Y este año llegó la última coronación, subcampeones en el Clausura 2016-17 y campeones del Transición, con Barroso, Valdés y Paredes nuevamente como estandartes.

Tres para la historia

El Almirante fue el patrón de la zaga por el que esperó Colo Colo durante años y puso fin a la "maldición" de los defensas extranjeros que pasaron sin pena ni gloria. Barroso se transformó en un bastión que pasó a la historia.

Pajarito volvió a lo grande a Chile y ratificó lo que realizó por más de una década en Italia y Portugal. Talento, visión y disciplina táctica a disposición de los albos, Valdés terminó haciéndose de un lugar en la historia grande del club.

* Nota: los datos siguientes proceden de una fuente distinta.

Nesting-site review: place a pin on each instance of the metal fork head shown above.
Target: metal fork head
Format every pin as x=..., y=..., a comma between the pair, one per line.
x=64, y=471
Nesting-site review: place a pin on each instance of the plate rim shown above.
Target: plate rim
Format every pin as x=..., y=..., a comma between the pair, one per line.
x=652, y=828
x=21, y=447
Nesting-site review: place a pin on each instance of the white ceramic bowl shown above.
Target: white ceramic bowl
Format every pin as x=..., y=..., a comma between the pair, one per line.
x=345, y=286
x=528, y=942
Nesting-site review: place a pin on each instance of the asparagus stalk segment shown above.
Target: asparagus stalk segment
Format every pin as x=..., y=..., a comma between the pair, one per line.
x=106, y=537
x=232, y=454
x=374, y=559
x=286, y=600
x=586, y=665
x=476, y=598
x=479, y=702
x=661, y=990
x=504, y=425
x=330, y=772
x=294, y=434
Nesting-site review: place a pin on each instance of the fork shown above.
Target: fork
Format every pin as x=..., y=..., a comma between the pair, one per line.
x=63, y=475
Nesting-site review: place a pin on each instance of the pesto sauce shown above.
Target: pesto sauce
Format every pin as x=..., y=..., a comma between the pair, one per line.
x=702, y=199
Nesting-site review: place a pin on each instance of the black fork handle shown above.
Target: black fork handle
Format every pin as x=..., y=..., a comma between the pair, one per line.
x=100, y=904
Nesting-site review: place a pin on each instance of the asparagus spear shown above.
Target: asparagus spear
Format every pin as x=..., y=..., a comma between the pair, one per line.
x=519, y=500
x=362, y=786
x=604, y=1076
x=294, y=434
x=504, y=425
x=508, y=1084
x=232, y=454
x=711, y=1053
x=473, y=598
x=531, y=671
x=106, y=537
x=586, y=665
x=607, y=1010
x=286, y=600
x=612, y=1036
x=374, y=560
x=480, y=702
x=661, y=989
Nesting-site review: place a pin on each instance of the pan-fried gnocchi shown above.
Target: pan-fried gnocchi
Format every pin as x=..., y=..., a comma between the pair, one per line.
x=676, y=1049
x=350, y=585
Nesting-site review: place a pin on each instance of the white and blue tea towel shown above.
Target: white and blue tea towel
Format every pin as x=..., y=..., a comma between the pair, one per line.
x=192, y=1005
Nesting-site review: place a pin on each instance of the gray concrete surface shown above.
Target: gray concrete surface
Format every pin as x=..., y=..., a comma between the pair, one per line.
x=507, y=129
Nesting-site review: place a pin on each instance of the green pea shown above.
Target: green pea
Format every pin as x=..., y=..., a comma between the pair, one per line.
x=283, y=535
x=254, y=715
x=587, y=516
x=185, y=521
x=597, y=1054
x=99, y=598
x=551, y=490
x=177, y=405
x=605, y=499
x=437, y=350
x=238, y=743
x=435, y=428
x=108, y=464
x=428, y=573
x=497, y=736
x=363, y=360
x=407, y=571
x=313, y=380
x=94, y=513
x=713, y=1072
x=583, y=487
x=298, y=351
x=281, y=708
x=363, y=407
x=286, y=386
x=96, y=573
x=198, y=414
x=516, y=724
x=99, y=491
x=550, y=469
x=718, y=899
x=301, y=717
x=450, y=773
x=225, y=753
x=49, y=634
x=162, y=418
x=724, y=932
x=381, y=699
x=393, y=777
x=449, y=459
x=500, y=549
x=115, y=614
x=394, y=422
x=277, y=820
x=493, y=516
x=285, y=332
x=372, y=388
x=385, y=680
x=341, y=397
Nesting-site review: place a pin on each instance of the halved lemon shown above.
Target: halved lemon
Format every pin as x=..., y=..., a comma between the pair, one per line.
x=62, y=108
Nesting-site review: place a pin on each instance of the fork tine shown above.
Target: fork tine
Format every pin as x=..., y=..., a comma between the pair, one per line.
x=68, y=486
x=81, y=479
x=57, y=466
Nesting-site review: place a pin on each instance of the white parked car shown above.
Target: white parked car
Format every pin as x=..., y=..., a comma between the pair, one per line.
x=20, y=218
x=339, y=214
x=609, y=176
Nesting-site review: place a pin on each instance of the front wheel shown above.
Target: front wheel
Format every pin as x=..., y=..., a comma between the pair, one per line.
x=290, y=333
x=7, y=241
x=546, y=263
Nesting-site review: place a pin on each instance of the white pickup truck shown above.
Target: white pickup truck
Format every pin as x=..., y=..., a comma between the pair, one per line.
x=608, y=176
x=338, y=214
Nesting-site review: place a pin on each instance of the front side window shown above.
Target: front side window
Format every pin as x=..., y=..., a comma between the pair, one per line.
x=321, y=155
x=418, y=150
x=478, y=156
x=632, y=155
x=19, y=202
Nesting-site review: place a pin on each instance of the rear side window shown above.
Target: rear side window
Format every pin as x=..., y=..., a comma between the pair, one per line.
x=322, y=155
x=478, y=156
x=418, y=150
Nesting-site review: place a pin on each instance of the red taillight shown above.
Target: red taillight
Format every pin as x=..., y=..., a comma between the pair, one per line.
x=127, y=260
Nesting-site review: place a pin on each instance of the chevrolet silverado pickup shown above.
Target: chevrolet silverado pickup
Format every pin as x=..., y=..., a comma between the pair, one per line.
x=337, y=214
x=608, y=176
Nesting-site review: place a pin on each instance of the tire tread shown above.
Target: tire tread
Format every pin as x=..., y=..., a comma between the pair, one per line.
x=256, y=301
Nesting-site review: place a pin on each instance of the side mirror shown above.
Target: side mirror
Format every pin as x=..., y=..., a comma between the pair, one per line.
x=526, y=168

Y el Tanque completó su glorioso paso por los albos, que comenzó entre 2009 y 2012 a punta de goles. Desde su retorno, Paredes fue el máximo anotador en cuatro torneos y se metió en la vitrina más grande de los blancos, convirtiéndose en el tercer mayor goleador de la historia del club. Lo que no es poco.

Simplemente un trío que dejó huella y pasó a la historia colocolina. Eso no es poco.